McLaren has unveiled the lightweight carbonfibre architecture that will underpin its upcoming electrified models as it gears up to launch its first hybrid next year.
Developed at the firm’s new Composites Technology Centre (MCTC) in Sheffield, the platform has been designed with a focus on lightness to cancel out the added weight of an electrified powertrain.
It is said to use “world-first processes and techniques” in an effort to reduce weight while maintaining structural integrity and improving safety. Software determines the ideal shape and orientation for each sheet of carbonfibre cloth, for example, to optimise the shell’s strength and weight.
CEO Mike Flewitt previously told Autocar that his ambition was “to launch the hybrid at the same weight as the outgoing car”. He added: “We’re not going to hit that, but we’re going to be within 30-40kg. When you think the P1 hybrid system was 140kg, we've done a huge amount to manage the weight.”
A prototype of the new ‘Monocell’ architecture - codenamed PLT-MCTC-01 (Prototype Lightweight Tub, McLaren Composites Technology Centre, Number One) - left the £50m MCTC facility in 2019, with a crash testing programme set to get underway ahead of the launch of the first Monocell-based car.
McLaren previously said the Sheffield site’s workforce would swell from 60 workers to more than 200 when the architecture enters production.

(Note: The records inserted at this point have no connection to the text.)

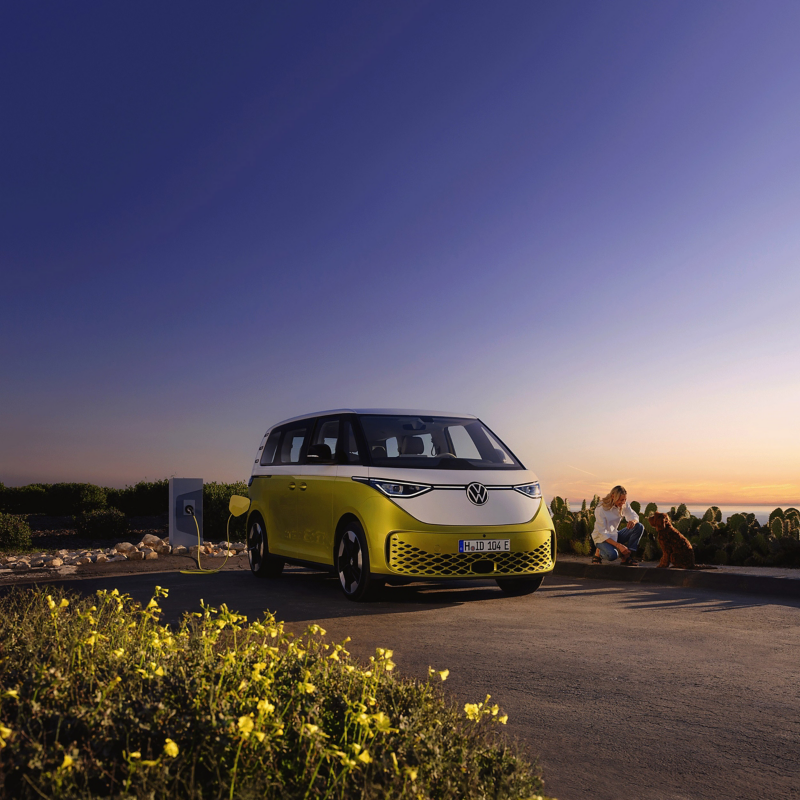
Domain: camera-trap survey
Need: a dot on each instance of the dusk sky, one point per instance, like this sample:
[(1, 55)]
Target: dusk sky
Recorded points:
[(578, 221)]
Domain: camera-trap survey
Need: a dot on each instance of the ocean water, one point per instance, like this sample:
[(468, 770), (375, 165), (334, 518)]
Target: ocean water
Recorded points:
[(762, 512)]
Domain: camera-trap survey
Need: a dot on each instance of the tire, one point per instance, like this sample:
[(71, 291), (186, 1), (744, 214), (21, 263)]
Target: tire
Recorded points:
[(262, 564), (351, 561), (517, 587)]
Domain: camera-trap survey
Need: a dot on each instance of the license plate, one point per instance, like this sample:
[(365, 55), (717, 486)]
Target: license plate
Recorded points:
[(484, 545)]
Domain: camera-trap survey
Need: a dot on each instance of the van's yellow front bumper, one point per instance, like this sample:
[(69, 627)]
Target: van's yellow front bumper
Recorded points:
[(414, 554)]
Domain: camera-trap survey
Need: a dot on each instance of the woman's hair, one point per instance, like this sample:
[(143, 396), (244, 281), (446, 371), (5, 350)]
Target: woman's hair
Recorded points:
[(611, 498)]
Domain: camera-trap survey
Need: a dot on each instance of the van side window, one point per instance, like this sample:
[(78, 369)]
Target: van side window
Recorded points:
[(292, 444), (327, 433), (268, 456), (350, 444)]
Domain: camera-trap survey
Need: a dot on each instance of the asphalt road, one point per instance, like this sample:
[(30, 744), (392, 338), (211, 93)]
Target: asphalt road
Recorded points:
[(623, 691)]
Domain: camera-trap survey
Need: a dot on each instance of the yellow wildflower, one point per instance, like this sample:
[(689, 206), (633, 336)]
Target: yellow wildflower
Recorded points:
[(382, 722), (472, 710)]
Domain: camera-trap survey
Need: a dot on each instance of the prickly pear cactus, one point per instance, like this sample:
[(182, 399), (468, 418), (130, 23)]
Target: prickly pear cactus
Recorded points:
[(705, 531), (684, 525), (735, 523), (760, 544), (776, 514)]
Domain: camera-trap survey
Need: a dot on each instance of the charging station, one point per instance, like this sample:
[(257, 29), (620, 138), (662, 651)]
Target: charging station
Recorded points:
[(185, 497)]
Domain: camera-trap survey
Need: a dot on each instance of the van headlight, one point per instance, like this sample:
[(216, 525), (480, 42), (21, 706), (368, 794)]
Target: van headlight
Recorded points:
[(400, 488)]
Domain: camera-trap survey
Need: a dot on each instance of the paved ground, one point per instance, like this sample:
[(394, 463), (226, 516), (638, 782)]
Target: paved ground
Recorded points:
[(624, 690)]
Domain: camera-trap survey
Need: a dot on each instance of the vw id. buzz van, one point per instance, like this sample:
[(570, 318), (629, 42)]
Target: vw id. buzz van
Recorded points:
[(395, 496)]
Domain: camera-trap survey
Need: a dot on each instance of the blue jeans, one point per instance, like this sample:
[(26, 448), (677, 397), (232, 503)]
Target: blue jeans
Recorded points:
[(627, 536)]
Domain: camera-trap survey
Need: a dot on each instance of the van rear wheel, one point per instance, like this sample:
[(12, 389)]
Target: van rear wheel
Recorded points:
[(351, 558), (517, 587), (262, 564)]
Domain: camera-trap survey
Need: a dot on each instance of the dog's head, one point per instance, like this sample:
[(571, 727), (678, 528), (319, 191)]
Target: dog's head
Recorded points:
[(658, 521)]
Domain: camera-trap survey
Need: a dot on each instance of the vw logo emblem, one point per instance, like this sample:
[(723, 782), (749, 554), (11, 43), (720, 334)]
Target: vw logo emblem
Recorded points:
[(477, 493)]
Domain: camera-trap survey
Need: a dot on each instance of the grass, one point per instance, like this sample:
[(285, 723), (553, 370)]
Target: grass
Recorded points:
[(99, 699)]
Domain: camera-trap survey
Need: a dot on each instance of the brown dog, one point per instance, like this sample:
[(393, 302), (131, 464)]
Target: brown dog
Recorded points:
[(674, 545)]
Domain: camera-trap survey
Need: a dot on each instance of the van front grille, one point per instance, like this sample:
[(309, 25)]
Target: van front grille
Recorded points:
[(407, 559)]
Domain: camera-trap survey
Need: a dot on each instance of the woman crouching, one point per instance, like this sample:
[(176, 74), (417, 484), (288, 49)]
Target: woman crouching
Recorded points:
[(610, 542)]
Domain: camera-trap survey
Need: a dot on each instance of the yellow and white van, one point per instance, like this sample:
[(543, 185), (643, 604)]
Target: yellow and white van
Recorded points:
[(381, 495)]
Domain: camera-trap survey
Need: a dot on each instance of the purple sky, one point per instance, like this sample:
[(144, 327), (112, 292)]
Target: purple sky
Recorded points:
[(579, 221)]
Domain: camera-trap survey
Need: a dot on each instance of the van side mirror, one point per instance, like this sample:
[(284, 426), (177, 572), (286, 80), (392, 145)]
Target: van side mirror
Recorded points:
[(320, 452), (238, 505)]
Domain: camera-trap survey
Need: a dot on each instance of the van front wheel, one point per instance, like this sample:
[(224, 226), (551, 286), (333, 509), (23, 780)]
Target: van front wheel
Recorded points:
[(517, 587), (262, 564), (351, 557)]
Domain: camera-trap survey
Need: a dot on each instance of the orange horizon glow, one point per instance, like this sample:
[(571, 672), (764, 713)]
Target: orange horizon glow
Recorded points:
[(704, 494)]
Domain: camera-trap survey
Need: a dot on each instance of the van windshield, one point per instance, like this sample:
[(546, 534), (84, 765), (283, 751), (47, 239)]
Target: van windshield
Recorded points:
[(434, 443)]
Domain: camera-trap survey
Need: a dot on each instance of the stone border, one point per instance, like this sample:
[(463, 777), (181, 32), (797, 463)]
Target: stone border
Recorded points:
[(689, 579), (148, 549)]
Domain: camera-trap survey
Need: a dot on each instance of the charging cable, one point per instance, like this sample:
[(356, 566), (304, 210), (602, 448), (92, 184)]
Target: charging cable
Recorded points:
[(200, 569)]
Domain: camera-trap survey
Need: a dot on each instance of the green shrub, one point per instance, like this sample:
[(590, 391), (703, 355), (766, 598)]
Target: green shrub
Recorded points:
[(216, 497), (104, 523), (144, 499), (102, 700), (15, 533), (31, 499)]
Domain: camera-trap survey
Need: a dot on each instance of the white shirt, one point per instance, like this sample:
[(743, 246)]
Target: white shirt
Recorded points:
[(606, 522)]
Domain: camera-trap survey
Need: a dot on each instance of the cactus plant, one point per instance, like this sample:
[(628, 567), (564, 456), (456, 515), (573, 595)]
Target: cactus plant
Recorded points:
[(776, 514)]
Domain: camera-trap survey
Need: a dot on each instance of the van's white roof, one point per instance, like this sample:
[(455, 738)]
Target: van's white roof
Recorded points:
[(397, 412)]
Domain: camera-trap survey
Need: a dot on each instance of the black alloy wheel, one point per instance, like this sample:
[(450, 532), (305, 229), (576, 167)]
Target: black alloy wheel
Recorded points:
[(517, 587), (262, 564), (351, 558)]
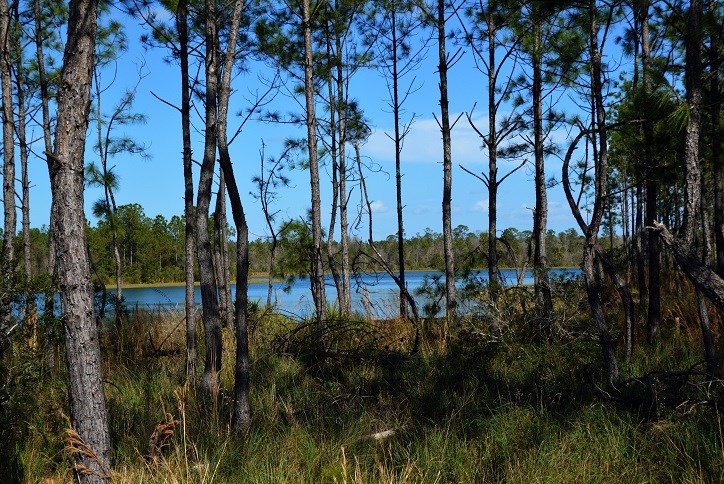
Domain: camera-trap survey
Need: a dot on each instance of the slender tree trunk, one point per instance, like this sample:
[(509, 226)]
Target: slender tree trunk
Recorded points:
[(382, 260), (693, 72), (318, 289), (109, 200), (189, 249), (209, 301), (450, 295), (85, 380), (704, 320), (334, 102), (493, 271), (654, 250), (241, 414), (8, 133), (342, 109), (398, 162), (22, 141), (540, 216), (716, 144), (601, 186), (49, 306), (223, 276)]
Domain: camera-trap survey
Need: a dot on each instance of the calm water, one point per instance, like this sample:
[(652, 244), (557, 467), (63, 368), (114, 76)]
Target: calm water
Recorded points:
[(373, 293)]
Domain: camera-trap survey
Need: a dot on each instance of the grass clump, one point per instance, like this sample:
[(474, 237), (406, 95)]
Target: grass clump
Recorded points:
[(487, 408)]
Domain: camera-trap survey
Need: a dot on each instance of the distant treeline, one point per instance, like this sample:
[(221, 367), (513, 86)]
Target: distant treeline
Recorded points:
[(152, 248)]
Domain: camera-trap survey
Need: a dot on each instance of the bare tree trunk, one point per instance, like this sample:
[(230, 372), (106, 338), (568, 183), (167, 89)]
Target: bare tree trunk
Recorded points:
[(704, 322), (716, 148), (540, 216), (241, 414), (334, 154), (654, 250), (382, 260), (345, 301), (109, 201), (493, 271), (189, 249), (398, 167), (445, 128), (318, 289), (221, 235), (693, 72), (601, 186), (22, 141), (85, 380), (8, 133), (209, 300), (49, 306)]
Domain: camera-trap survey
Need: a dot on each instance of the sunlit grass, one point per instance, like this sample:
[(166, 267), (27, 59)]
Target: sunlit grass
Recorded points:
[(503, 410)]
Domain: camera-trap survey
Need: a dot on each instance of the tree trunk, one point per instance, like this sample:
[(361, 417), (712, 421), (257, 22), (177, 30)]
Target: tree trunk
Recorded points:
[(189, 304), (693, 74), (593, 289), (653, 323), (716, 151), (342, 109), (398, 162), (22, 141), (318, 289), (49, 306), (540, 216), (85, 380), (686, 256), (221, 235), (109, 201), (209, 301), (334, 155), (8, 133), (493, 271), (450, 296), (241, 415)]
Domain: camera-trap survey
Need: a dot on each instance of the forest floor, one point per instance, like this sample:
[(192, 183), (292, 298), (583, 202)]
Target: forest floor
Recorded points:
[(468, 407)]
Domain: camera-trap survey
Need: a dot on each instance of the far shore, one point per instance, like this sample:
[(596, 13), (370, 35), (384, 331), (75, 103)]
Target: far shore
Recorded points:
[(260, 277)]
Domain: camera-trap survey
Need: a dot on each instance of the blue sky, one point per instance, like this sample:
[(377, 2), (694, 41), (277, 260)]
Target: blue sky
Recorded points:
[(157, 184)]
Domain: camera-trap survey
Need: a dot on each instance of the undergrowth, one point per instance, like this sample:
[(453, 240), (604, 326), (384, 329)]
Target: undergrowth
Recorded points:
[(501, 407)]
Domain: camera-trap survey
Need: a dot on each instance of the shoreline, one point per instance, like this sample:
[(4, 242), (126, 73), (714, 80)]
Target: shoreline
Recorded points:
[(257, 278)]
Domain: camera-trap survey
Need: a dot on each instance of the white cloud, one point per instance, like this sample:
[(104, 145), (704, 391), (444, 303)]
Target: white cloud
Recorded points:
[(378, 206), (423, 144), (480, 206)]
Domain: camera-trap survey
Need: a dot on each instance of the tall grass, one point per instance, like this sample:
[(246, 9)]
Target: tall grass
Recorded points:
[(503, 409)]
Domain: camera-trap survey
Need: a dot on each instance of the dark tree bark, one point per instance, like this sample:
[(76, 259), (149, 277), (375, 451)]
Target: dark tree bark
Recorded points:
[(209, 300), (693, 81), (653, 323), (241, 414), (49, 306), (592, 250), (343, 110), (382, 260), (688, 259), (189, 304), (221, 263), (318, 289), (85, 381), (445, 129), (716, 145), (334, 103), (23, 145), (8, 133), (396, 105), (542, 288), (110, 201)]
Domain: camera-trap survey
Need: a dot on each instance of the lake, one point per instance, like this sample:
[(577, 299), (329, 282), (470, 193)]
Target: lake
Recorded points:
[(375, 294)]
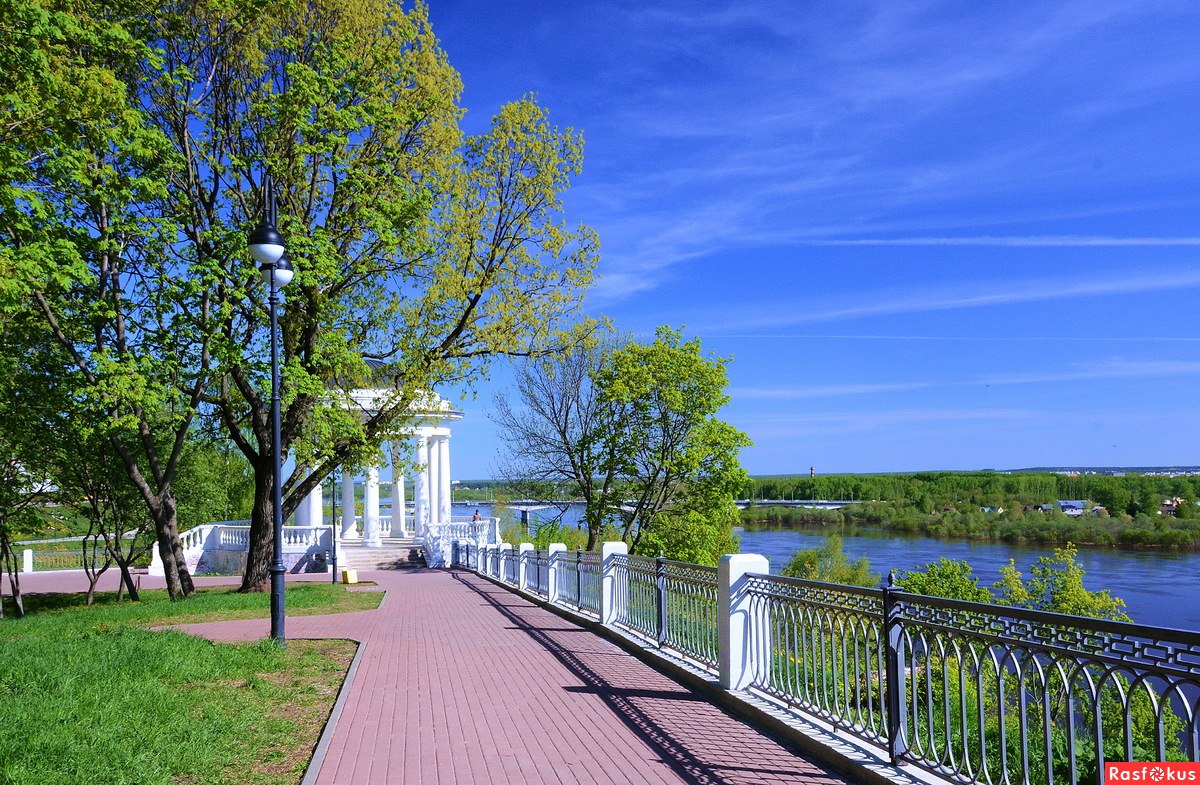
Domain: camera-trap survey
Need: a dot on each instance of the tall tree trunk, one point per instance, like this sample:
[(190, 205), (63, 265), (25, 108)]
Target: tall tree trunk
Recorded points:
[(127, 580), (261, 550), (174, 564)]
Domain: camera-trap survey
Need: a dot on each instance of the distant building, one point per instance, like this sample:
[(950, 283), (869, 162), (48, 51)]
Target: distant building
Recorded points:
[(1074, 508), (1170, 507)]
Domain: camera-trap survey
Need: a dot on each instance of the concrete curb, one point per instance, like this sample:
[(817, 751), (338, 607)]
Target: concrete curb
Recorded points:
[(840, 751), (327, 735)]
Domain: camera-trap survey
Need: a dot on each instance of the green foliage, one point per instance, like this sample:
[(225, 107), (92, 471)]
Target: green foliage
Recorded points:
[(677, 460), (91, 695), (1056, 583), (829, 563), (633, 429), (215, 484), (945, 577)]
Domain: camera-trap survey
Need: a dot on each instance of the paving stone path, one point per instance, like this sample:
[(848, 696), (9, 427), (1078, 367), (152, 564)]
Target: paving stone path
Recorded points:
[(462, 681)]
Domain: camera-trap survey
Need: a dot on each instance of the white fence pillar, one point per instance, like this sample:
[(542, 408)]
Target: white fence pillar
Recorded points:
[(505, 555), (552, 552), (522, 577), (735, 647), (433, 480), (610, 598), (444, 496), (399, 514)]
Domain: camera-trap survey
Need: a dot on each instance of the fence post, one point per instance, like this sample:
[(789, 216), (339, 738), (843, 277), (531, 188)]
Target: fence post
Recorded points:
[(610, 595), (893, 672), (660, 591), (523, 565), (552, 551), (505, 557), (736, 628), (579, 577)]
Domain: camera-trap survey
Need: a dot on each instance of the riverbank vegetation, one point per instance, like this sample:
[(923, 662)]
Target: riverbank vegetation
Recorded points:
[(93, 694), (1123, 511), (1050, 527), (631, 427)]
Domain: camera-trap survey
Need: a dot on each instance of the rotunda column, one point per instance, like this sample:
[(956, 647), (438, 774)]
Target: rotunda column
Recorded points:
[(371, 509), (349, 531), (435, 480), (421, 480), (444, 475), (399, 525)]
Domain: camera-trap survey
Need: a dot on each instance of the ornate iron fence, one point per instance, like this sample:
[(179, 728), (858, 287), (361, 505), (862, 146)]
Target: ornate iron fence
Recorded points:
[(977, 693), (591, 575), (688, 618), (538, 571), (820, 647), (636, 595)]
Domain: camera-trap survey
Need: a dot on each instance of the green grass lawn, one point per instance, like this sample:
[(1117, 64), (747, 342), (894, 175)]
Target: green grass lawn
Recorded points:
[(93, 695)]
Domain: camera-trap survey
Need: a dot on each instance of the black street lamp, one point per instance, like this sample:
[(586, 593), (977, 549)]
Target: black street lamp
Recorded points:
[(268, 249)]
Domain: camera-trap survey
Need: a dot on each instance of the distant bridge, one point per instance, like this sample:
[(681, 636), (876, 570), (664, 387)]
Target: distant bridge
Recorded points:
[(815, 504), (531, 504)]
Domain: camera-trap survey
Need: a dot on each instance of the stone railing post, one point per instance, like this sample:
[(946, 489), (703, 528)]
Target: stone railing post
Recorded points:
[(156, 565), (735, 645), (505, 555), (611, 595), (552, 565), (523, 564)]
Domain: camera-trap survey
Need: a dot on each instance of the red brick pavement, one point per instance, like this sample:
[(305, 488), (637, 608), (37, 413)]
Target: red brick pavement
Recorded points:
[(461, 681)]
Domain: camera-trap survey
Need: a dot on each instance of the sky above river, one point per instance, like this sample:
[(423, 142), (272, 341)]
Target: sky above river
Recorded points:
[(929, 235)]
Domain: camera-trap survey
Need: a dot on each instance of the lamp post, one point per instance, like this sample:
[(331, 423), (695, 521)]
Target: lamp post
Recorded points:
[(268, 249)]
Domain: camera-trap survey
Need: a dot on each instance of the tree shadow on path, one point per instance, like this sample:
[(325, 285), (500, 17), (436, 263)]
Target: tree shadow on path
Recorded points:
[(700, 741)]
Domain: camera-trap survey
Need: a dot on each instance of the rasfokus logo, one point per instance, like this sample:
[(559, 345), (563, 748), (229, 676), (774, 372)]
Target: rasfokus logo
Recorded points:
[(1152, 773)]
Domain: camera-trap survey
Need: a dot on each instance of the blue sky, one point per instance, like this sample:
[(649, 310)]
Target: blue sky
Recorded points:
[(929, 235)]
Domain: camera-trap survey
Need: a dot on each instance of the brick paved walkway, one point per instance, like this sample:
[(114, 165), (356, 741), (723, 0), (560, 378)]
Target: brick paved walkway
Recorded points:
[(462, 681)]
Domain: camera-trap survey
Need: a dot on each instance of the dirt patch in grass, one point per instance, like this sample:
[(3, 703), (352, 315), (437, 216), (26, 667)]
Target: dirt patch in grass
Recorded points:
[(303, 696)]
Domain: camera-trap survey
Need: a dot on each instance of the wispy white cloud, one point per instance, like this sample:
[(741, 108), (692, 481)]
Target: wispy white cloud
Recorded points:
[(969, 295), (1049, 240), (837, 142), (1092, 372)]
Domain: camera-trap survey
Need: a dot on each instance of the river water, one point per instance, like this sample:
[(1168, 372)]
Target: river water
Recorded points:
[(1159, 587)]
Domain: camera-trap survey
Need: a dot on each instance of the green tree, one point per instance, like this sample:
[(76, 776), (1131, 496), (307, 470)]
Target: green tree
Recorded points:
[(1056, 583), (676, 454), (420, 253), (634, 427), (829, 563), (952, 579), (90, 244)]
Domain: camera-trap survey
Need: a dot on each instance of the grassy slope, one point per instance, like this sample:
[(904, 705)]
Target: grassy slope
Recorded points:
[(90, 695)]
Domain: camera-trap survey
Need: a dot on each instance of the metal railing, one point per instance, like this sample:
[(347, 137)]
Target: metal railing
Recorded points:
[(672, 604), (538, 573), (636, 604), (978, 693), (820, 647), (971, 693), (688, 622)]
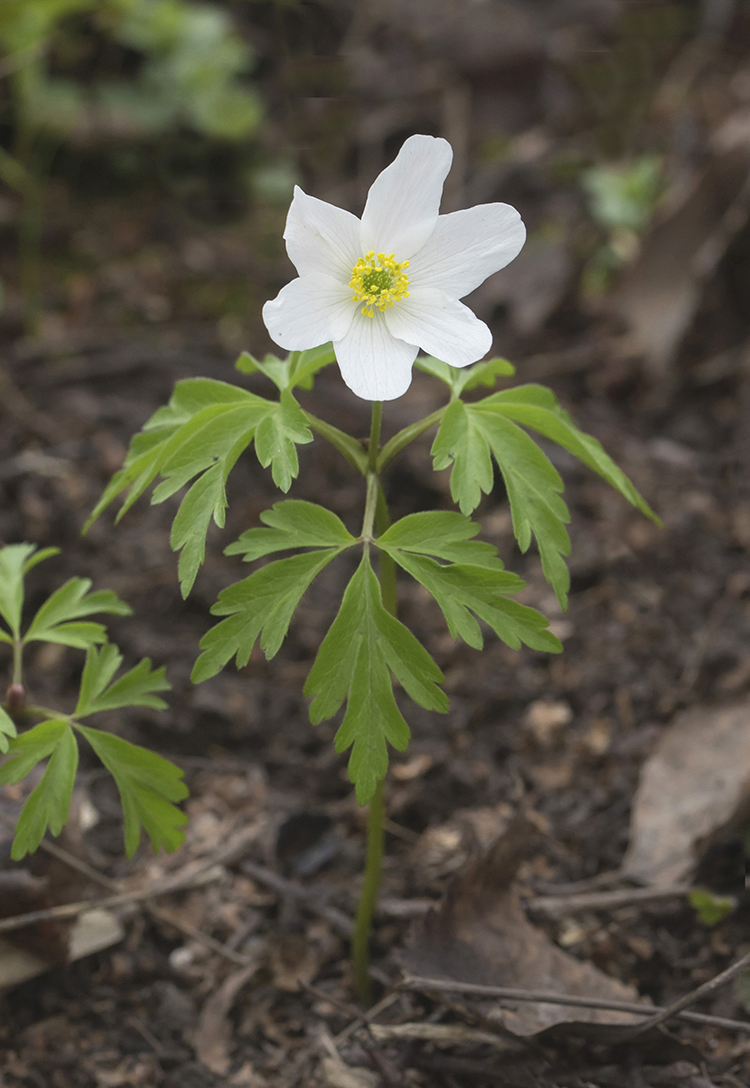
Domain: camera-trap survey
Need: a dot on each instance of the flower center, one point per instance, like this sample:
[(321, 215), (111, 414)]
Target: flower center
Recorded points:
[(379, 281)]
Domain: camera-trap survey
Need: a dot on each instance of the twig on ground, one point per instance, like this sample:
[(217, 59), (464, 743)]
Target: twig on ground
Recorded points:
[(702, 991), (556, 906), (390, 1074), (545, 997), (456, 1034), (304, 895), (551, 906), (234, 847), (71, 910)]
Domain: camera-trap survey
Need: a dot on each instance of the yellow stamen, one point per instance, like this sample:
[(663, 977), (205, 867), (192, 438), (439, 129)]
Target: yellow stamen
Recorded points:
[(379, 281)]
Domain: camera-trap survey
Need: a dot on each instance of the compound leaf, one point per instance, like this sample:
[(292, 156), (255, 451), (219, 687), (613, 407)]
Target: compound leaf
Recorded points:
[(72, 601), (175, 434), (148, 784), (50, 800), (135, 688), (460, 590), (278, 436), (261, 605), (533, 487), (292, 523), (538, 408), (466, 378), (29, 748), (460, 441), (442, 533), (298, 369), (364, 646), (13, 559)]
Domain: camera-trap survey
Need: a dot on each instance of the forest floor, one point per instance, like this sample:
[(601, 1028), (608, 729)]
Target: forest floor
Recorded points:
[(242, 976)]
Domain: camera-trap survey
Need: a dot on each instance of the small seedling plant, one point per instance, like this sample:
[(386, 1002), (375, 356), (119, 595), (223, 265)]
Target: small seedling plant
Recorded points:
[(148, 783), (369, 295)]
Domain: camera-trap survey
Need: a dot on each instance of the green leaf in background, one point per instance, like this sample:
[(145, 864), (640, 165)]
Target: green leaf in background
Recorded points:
[(29, 748), (135, 688), (444, 534), (261, 605), (277, 439), (292, 523), (148, 784), (50, 800), (364, 646), (7, 729), (459, 380), (298, 369), (72, 601), (711, 909)]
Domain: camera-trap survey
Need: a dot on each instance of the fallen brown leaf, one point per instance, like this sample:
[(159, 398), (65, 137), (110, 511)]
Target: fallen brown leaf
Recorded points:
[(481, 935), (213, 1035), (693, 788)]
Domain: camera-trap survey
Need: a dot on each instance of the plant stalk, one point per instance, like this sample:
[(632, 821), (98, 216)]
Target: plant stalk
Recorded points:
[(376, 510)]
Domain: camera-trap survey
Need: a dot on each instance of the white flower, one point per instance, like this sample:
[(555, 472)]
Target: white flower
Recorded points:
[(389, 284)]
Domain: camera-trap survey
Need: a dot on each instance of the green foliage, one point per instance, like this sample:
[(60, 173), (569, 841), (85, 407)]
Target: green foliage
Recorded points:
[(148, 783), (57, 619), (625, 197), (291, 524), (297, 370), (460, 380), (192, 71), (363, 648), (7, 729), (711, 909), (275, 440), (201, 432), (134, 688), (50, 800), (261, 605), (463, 588), (471, 435)]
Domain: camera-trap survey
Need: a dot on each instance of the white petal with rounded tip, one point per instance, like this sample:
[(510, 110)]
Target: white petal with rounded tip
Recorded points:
[(441, 325), (374, 365), (468, 246), (309, 311), (321, 237), (403, 204)]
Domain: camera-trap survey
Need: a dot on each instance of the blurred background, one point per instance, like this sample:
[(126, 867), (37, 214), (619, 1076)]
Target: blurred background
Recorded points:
[(149, 150)]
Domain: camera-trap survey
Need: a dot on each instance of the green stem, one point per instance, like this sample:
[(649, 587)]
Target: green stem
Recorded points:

Carbonfibre tubs for the McLaren Speedtail hybrid hypercar and new McLaren GT are produced by an Austrian firm called Carbo Tech, but the MCTC will handle production of the new Monocell unit. The company is transitioning to a maker of electrified sports cars and will roll out hybrid powertrains to all of its Sports Series models, which will each be based on the new architecture.
Earlier this year, the company’s first hybrid Sports Series model (the P1 and Speedtail belong to the Ultimate Series line-up) was spotted in prototype form, revealing a production design similar to that of the new GT. Current Sports Series models include the 600LT, 570S and 540C.